Hi MoC, I've just had stables supplied & erected by Strathearnstabling & I cannot praise them enough ! 
I did look at Saltire stables but went with Strathearn in the end.
For me it was all about the construction methods & materials used ........ they did everything they said they would & delivered & erected them exactly when they had promised to ! ......... a rare quality with firms these days ! you are more than welcome to come over & have a look over the stables if it would help.

Dave


----------



## FfionWinnie (29 August 2013)

I've just had a quote from Strathern for internal stabling and I cannot believe how dear they are . It doesn't look like the smart internal stabling I want either, its kind of the same as their field shelters!


----------



## MotherOfChickens (29 August 2013)

thanks everyone, well I will ask them both for a quote and see.
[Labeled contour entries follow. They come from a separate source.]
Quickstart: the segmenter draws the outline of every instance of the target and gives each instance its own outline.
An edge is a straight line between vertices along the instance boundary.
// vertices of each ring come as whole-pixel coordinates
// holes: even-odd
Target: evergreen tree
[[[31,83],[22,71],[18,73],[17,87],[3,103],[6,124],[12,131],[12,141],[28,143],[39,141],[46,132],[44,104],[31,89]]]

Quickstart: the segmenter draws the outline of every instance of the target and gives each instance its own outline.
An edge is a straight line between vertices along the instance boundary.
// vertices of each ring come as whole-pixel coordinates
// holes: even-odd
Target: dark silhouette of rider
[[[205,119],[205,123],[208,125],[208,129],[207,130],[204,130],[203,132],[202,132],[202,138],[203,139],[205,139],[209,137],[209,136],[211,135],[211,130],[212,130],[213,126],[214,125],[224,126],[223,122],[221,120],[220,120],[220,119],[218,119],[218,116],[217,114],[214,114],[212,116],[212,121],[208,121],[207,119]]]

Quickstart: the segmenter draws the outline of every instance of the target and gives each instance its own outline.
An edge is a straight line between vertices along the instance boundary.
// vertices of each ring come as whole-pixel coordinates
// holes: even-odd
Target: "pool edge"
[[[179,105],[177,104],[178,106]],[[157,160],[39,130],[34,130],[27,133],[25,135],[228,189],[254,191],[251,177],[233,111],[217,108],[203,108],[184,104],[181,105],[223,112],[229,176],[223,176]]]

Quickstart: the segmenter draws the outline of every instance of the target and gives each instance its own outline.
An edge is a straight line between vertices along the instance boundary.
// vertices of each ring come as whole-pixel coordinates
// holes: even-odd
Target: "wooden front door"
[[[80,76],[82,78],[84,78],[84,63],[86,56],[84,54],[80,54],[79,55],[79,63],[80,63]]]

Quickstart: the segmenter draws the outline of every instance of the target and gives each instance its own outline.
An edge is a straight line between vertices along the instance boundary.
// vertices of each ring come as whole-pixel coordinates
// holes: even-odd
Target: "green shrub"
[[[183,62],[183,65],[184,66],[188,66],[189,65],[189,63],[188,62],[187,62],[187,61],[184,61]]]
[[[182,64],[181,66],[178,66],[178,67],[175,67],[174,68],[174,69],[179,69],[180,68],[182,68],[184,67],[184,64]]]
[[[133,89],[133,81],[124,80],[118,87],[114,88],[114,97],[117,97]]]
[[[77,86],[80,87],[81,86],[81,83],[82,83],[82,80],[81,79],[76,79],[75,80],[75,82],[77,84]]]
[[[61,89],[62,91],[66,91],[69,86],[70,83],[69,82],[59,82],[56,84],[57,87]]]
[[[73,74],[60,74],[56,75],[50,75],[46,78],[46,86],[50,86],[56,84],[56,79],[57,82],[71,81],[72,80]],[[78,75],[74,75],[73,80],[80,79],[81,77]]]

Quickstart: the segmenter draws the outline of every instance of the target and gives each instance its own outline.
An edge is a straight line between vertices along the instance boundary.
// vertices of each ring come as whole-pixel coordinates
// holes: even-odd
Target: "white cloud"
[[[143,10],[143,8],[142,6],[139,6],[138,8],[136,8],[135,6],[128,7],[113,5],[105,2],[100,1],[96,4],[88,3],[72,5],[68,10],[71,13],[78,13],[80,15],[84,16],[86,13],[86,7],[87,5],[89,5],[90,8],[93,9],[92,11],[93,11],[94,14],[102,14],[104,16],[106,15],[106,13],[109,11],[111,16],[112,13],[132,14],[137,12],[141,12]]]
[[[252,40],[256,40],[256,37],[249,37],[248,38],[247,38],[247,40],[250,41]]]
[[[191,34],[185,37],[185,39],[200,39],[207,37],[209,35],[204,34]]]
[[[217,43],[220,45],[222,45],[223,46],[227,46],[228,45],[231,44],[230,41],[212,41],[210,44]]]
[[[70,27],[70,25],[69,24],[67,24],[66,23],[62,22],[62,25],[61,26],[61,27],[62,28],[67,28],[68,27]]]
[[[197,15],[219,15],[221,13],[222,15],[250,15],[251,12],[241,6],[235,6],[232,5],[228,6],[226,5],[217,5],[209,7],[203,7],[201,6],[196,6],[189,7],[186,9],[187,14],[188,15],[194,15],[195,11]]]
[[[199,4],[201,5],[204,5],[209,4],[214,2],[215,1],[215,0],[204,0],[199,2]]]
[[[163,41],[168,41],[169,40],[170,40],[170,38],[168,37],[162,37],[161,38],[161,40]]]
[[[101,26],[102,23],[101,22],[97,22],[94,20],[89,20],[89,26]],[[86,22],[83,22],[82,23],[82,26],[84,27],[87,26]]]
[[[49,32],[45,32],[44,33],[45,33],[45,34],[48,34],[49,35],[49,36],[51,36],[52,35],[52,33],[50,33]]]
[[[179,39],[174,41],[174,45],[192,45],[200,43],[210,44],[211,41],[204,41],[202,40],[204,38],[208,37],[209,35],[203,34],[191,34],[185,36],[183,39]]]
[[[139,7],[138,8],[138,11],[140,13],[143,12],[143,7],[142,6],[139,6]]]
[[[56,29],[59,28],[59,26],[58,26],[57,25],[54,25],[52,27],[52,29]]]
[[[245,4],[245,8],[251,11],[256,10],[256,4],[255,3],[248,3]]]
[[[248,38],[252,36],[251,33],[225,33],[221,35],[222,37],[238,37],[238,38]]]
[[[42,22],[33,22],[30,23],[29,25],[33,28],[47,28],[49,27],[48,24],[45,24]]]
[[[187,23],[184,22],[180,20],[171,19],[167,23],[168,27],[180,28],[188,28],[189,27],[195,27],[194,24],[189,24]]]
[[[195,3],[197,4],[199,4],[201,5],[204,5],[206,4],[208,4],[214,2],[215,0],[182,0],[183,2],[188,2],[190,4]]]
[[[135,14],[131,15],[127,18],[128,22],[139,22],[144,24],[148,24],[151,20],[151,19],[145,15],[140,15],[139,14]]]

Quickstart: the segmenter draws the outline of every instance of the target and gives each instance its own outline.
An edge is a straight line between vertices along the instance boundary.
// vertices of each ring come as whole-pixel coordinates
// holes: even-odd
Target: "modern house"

Due to the outbuilding we're converting and the small size of my equines, it's pretty bespoke.


----------



## NiceNeverNaughty (14 February 2016)

sorry to resurrect such an old thread but wondering who you went with in the end please?


----------



## MotherOfChickens (15 February 2016)

I went with Saltire in the end and they were great-probably the best contractors we've had for anything tbh, wish they did house repairs and kitchens! They saved us money by coming up with an idea to convert an existing building into a hay store and everything was done when they said it would be (site visit, detailed plans and quotes, delivery dates).


----------



## NiceNeverNaughty (15 February 2016)

MotherOfChickens said:



			I went with Saltire in the end and they were great-probably the best contractors we've had for anything tbh, wish they did house repairs and kitchens! They saved us money by coming up with an idea to convert an existing building into a hay store and everything was done when they said it would be (site visit, detailed plans and quotes, delivery dates).
		
Click to expand...

thank you


----------



## Jnhuk (19 February 2016)

deleted as realised very old thread!


----------